Aftenbladet / Politiken
Health experts and researchers around the world are facing some explanation for a possible outbreak of infectious hepatitis. Worldwide, according to the European Center for Disease Prevention and Control (ECDC), at least 493 cases of acute hepatitis have been detected during April and May.
Most infected children are under the age of five, and have not tested positive for any of the known hepatitis types A, B, C, D and E. So far, 12 children have died. Many have been treated for liver failure and a small proportion have had liver transplants.
Outbreaks in the United Kingdom
It was at the beginning of last month in the World Health Organization (WHO) was made aware of a rapid increase in unexplained cases of hepatitis in the UK, especially in the UK, and since then has many cases. The same is the number of countries that have registered cases of disease.
In Europe, at least 293 cases have been registered. In Scandinavia, there have been 7 cases in Denmark. Two of the Danish children have had liver failure, according to the Statens Serum Institut in Copenhagen. Among other EU countries, most cases are in Italy and Spain.
Outside Europe, there have been at least 181 cases so far. Of these, more than 100 are in the United States. However, this is also the case in Argentina, Brazil, Costa Rica, Panama, Canada, Israel, Palestine, Indonesia, Singapore, Japan and South Korea.
– It is very likely that more cases will be discovered before the cause can be confirmed. We develop consequences closely, says WHO. The 12 deaths have been five in Indonesia, five in the United States, one in Palestine and one in Ireland.
– If you look at the numbers, it is most reminiscent of an outbreak in the UK, where there have been 176 cases and where 11 children have had a liver transplant, says chief physician in infection epidemiology and prevention, Anders Koch.
– It is not uncommon for a few cases of unexplained hepatitis in children each year. But what is unusual is that it – at least in England and Scotland – is an accumulation of it, he says.
Fun of intestinal virus
– This is a serious phenomenon. The sick children were completely healthy just a week ago, says Deirdre Kelly who is a hepatologist at Birmingham Children’s Hospital in England, to The scientist.
Health experts are looking at several possible explanations. Adenovirus type 41, which is a relatively common and mild intestinal virus that causes stomach symptoms, has been found in many of the liver-sick children in England, the United States and other countries.
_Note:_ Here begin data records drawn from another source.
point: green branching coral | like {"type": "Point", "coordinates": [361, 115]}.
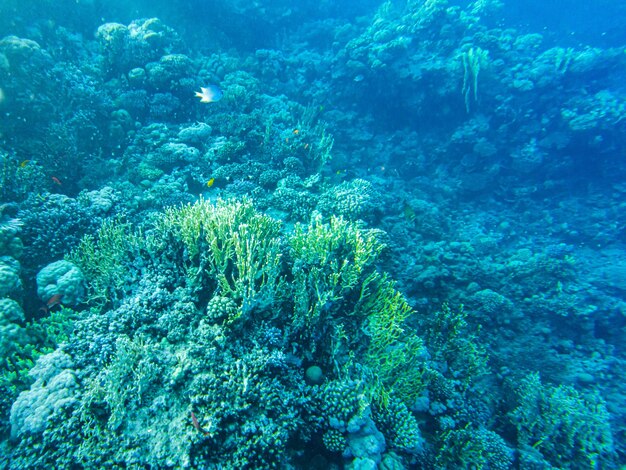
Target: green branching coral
{"type": "Point", "coordinates": [452, 343]}
{"type": "Point", "coordinates": [231, 243]}
{"type": "Point", "coordinates": [104, 259]}
{"type": "Point", "coordinates": [330, 260]}
{"type": "Point", "coordinates": [568, 429]}
{"type": "Point", "coordinates": [395, 353]}
{"type": "Point", "coordinates": [202, 361]}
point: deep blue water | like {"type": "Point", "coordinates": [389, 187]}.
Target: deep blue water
{"type": "Point", "coordinates": [444, 285]}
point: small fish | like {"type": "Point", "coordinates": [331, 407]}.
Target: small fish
{"type": "Point", "coordinates": [209, 94]}
{"type": "Point", "coordinates": [54, 300]}
{"type": "Point", "coordinates": [196, 424]}
{"type": "Point", "coordinates": [409, 212]}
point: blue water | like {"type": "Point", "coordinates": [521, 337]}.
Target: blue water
{"type": "Point", "coordinates": [312, 235]}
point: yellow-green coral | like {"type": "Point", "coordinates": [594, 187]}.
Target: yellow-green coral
{"type": "Point", "coordinates": [395, 353]}
{"type": "Point", "coordinates": [330, 259]}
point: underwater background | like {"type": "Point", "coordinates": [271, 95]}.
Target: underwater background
{"type": "Point", "coordinates": [316, 234]}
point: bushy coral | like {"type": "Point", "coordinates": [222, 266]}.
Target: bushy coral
{"type": "Point", "coordinates": [399, 427]}
{"type": "Point", "coordinates": [159, 354]}
{"type": "Point", "coordinates": [568, 429]}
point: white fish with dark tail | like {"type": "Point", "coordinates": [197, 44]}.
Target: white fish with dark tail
{"type": "Point", "coordinates": [209, 94]}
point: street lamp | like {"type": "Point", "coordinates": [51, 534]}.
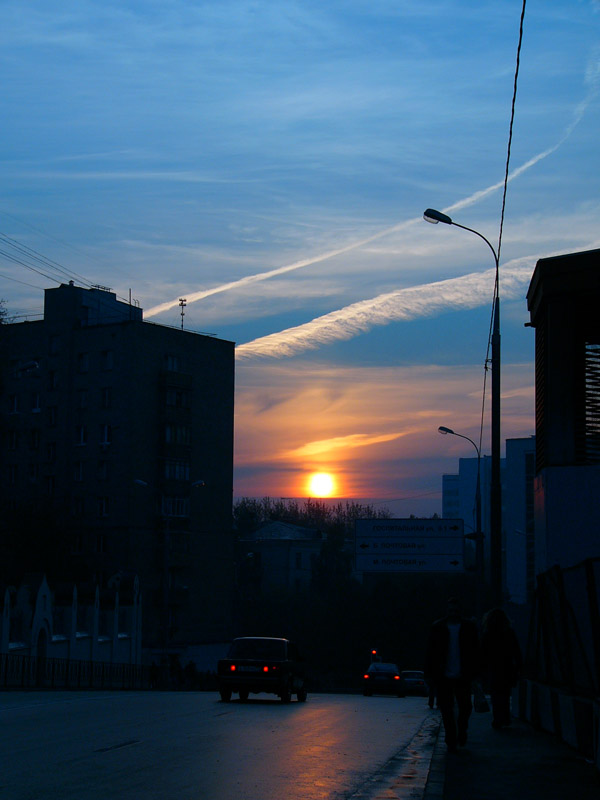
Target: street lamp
{"type": "Point", "coordinates": [478, 535]}
{"type": "Point", "coordinates": [433, 216]}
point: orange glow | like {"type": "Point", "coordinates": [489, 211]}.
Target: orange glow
{"type": "Point", "coordinates": [321, 484]}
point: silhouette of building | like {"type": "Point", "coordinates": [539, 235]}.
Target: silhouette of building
{"type": "Point", "coordinates": [123, 431]}
{"type": "Point", "coordinates": [563, 301]}
{"type": "Point", "coordinates": [518, 545]}
{"type": "Point", "coordinates": [279, 556]}
{"type": "Point", "coordinates": [518, 520]}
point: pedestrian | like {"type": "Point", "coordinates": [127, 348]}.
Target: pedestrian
{"type": "Point", "coordinates": [502, 662]}
{"type": "Point", "coordinates": [451, 664]}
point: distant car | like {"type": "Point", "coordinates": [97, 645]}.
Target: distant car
{"type": "Point", "coordinates": [412, 681]}
{"type": "Point", "coordinates": [262, 664]}
{"type": "Point", "coordinates": [381, 678]}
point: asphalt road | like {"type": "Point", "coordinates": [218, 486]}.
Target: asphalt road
{"type": "Point", "coordinates": [191, 746]}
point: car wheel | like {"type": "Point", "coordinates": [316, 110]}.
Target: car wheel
{"type": "Point", "coordinates": [302, 695]}
{"type": "Point", "coordinates": [286, 695]}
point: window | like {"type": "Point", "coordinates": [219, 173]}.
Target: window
{"type": "Point", "coordinates": [178, 398]}
{"type": "Point", "coordinates": [175, 506]}
{"type": "Point", "coordinates": [78, 506]}
{"type": "Point", "coordinates": [106, 359]}
{"type": "Point", "coordinates": [83, 362]}
{"type": "Point", "coordinates": [103, 506]}
{"type": "Point", "coordinates": [178, 434]}
{"type": "Point", "coordinates": [177, 470]}
{"type": "Point", "coordinates": [105, 434]}
{"type": "Point", "coordinates": [172, 362]}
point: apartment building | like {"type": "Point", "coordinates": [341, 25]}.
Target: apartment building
{"type": "Point", "coordinates": [122, 431]}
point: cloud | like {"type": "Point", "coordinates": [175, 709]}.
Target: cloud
{"type": "Point", "coordinates": [468, 291]}
{"type": "Point", "coordinates": [592, 80]}
{"type": "Point", "coordinates": [343, 443]}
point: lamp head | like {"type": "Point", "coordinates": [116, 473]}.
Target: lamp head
{"type": "Point", "coordinates": [433, 216]}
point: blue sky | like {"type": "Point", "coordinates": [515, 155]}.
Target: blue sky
{"type": "Point", "coordinates": [273, 159]}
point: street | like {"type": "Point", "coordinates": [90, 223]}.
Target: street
{"type": "Point", "coordinates": [190, 745]}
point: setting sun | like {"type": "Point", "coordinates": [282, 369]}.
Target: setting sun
{"type": "Point", "coordinates": [321, 484]}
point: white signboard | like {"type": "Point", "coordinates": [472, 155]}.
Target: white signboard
{"type": "Point", "coordinates": [410, 545]}
{"type": "Point", "coordinates": [409, 527]}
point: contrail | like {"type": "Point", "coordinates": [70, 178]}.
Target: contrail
{"type": "Point", "coordinates": [263, 276]}
{"type": "Point", "coordinates": [592, 78]}
{"type": "Point", "coordinates": [467, 291]}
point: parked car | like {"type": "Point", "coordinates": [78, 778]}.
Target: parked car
{"type": "Point", "coordinates": [262, 664]}
{"type": "Point", "coordinates": [412, 681]}
{"type": "Point", "coordinates": [381, 678]}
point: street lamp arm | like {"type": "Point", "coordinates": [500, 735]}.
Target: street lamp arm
{"type": "Point", "coordinates": [481, 236]}
{"type": "Point", "coordinates": [443, 429]}
{"type": "Point", "coordinates": [434, 216]}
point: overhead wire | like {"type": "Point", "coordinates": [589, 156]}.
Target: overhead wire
{"type": "Point", "coordinates": [502, 213]}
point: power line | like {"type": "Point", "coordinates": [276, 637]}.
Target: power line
{"type": "Point", "coordinates": [38, 258]}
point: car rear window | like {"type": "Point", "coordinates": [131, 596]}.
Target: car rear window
{"type": "Point", "coordinates": [273, 649]}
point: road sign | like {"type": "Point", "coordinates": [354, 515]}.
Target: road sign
{"type": "Point", "coordinates": [409, 527]}
{"type": "Point", "coordinates": [408, 563]}
{"type": "Point", "coordinates": [409, 545]}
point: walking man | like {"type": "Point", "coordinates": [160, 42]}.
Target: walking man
{"type": "Point", "coordinates": [451, 664]}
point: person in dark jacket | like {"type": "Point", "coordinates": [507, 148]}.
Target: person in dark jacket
{"type": "Point", "coordinates": [502, 662]}
{"type": "Point", "coordinates": [451, 664]}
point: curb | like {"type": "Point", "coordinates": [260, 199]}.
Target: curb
{"type": "Point", "coordinates": [434, 788]}
{"type": "Point", "coordinates": [406, 775]}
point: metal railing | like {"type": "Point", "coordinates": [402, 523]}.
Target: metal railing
{"type": "Point", "coordinates": [28, 672]}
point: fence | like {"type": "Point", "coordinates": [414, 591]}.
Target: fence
{"type": "Point", "coordinates": [26, 672]}
{"type": "Point", "coordinates": [561, 688]}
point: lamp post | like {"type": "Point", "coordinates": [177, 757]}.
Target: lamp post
{"type": "Point", "coordinates": [478, 534]}
{"type": "Point", "coordinates": [433, 216]}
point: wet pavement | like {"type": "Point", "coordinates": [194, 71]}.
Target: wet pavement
{"type": "Point", "coordinates": [518, 762]}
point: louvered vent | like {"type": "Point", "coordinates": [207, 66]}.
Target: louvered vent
{"type": "Point", "coordinates": [592, 403]}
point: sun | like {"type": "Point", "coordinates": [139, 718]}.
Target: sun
{"type": "Point", "coordinates": [321, 484]}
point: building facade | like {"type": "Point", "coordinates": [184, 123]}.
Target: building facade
{"type": "Point", "coordinates": [122, 432]}
{"type": "Point", "coordinates": [563, 300]}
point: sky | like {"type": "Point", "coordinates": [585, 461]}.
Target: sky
{"type": "Point", "coordinates": [270, 162]}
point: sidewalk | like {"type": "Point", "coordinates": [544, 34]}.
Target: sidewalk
{"type": "Point", "coordinates": [515, 763]}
And the most common hypothesis the researchers work from is therefore that it plays a key role.
But there is a lot of brooding over the context. Adenovirus type 41 is not known to cause hepatitis. On the other hand, there are other types of adenovirus – and then only in rare cases – and usually in children who already have a weak immune system. Several things astonish researchers.
Is it due to the corona?
The WHO states that researchers are investigating whether adenovirus type 41 can change so that it attacks the body in a new way. Another hypothesis is that many of the children who have suffered from the unexplained hepatitis will have fewer colds and other infections in recent years, due to special hygiene rules associated with the corona pandemic. It may have made them more prone to developing serious illness later.
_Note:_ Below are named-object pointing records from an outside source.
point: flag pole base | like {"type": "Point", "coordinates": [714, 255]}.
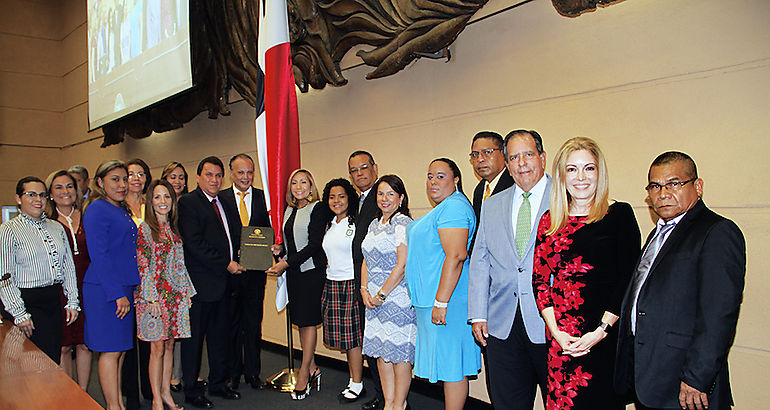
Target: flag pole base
{"type": "Point", "coordinates": [283, 381]}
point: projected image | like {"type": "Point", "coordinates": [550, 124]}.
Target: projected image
{"type": "Point", "coordinates": [138, 54]}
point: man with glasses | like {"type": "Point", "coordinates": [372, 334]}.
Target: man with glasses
{"type": "Point", "coordinates": [363, 174]}
{"type": "Point", "coordinates": [681, 307]}
{"type": "Point", "coordinates": [501, 304]}
{"type": "Point", "coordinates": [36, 262]}
{"type": "Point", "coordinates": [489, 163]}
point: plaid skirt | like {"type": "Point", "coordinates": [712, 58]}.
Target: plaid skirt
{"type": "Point", "coordinates": [343, 328]}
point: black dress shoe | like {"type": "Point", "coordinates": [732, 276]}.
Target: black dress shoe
{"type": "Point", "coordinates": [226, 393]}
{"type": "Point", "coordinates": [235, 382]}
{"type": "Point", "coordinates": [255, 382]}
{"type": "Point", "coordinates": [200, 402]}
{"type": "Point", "coordinates": [373, 404]}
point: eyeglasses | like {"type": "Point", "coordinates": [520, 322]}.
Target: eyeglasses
{"type": "Point", "coordinates": [655, 187]}
{"type": "Point", "coordinates": [362, 168]}
{"type": "Point", "coordinates": [33, 195]}
{"type": "Point", "coordinates": [486, 153]}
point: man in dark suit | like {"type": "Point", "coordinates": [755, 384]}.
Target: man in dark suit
{"type": "Point", "coordinates": [363, 173]}
{"type": "Point", "coordinates": [489, 163]}
{"type": "Point", "coordinates": [681, 308]}
{"type": "Point", "coordinates": [210, 259]}
{"type": "Point", "coordinates": [246, 291]}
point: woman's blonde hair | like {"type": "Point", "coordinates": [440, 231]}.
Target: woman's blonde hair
{"type": "Point", "coordinates": [97, 192]}
{"type": "Point", "coordinates": [50, 205]}
{"type": "Point", "coordinates": [290, 200]}
{"type": "Point", "coordinates": [560, 198]}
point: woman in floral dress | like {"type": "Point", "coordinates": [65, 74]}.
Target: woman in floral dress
{"type": "Point", "coordinates": [163, 297]}
{"type": "Point", "coordinates": [584, 258]}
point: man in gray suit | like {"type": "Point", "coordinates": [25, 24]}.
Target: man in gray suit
{"type": "Point", "coordinates": [501, 304]}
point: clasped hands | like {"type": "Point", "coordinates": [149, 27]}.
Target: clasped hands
{"type": "Point", "coordinates": [369, 301]}
{"type": "Point", "coordinates": [578, 346]}
{"type": "Point", "coordinates": [279, 267]}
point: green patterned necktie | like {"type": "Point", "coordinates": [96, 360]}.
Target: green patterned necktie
{"type": "Point", "coordinates": [523, 225]}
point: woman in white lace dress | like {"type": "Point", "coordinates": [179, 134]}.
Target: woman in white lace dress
{"type": "Point", "coordinates": [390, 330]}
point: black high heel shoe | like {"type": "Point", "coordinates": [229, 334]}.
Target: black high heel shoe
{"type": "Point", "coordinates": [315, 378]}
{"type": "Point", "coordinates": [304, 393]}
{"type": "Point", "coordinates": [301, 394]}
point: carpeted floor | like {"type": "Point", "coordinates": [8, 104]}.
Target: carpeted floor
{"type": "Point", "coordinates": [334, 378]}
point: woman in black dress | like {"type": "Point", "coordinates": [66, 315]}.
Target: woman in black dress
{"type": "Point", "coordinates": [304, 223]}
{"type": "Point", "coordinates": [66, 207]}
{"type": "Point", "coordinates": [584, 258]}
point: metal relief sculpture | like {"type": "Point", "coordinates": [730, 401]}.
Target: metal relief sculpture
{"type": "Point", "coordinates": [574, 8]}
{"type": "Point", "coordinates": [400, 31]}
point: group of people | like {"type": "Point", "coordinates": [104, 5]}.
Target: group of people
{"type": "Point", "coordinates": [122, 262]}
{"type": "Point", "coordinates": [545, 274]}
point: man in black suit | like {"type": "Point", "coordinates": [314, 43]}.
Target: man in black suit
{"type": "Point", "coordinates": [210, 259]}
{"type": "Point", "coordinates": [247, 291]}
{"type": "Point", "coordinates": [363, 173]}
{"type": "Point", "coordinates": [681, 308]}
{"type": "Point", "coordinates": [489, 163]}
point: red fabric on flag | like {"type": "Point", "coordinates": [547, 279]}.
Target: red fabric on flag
{"type": "Point", "coordinates": [282, 126]}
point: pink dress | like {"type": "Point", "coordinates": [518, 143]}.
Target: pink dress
{"type": "Point", "coordinates": [164, 279]}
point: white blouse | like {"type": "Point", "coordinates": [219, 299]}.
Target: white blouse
{"type": "Point", "coordinates": [338, 246]}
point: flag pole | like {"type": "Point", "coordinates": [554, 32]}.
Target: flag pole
{"type": "Point", "coordinates": [277, 133]}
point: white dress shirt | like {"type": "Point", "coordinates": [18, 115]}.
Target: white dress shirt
{"type": "Point", "coordinates": [223, 217]}
{"type": "Point", "coordinates": [535, 198]}
{"type": "Point", "coordinates": [246, 199]}
{"type": "Point", "coordinates": [338, 246]}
– One wonders if it is because the children have been isolated so much that they have not received their usual boost from everything that goes on, such as. adenovirus, and whether that may be why it strikes in this way, says Professor Jan Gerstoft from Rigshospitalet in Copenhagen.
Researchers have ruled out coronary vaccines playing a role, as only a small number of children with the infectious hepatitis have been vaccinated – age group taken into account. On the other hand, it can not be ruled out that the hepatitis may be due to a long-term effect of corona, since many of the sick children have had corona, writes New scientist.
In Europe, the British health authorities have taken the lead in research work. The European Center for Disease Prevention and Control, ECDC, is also working hard to find the cause of the mysterious hepatitis.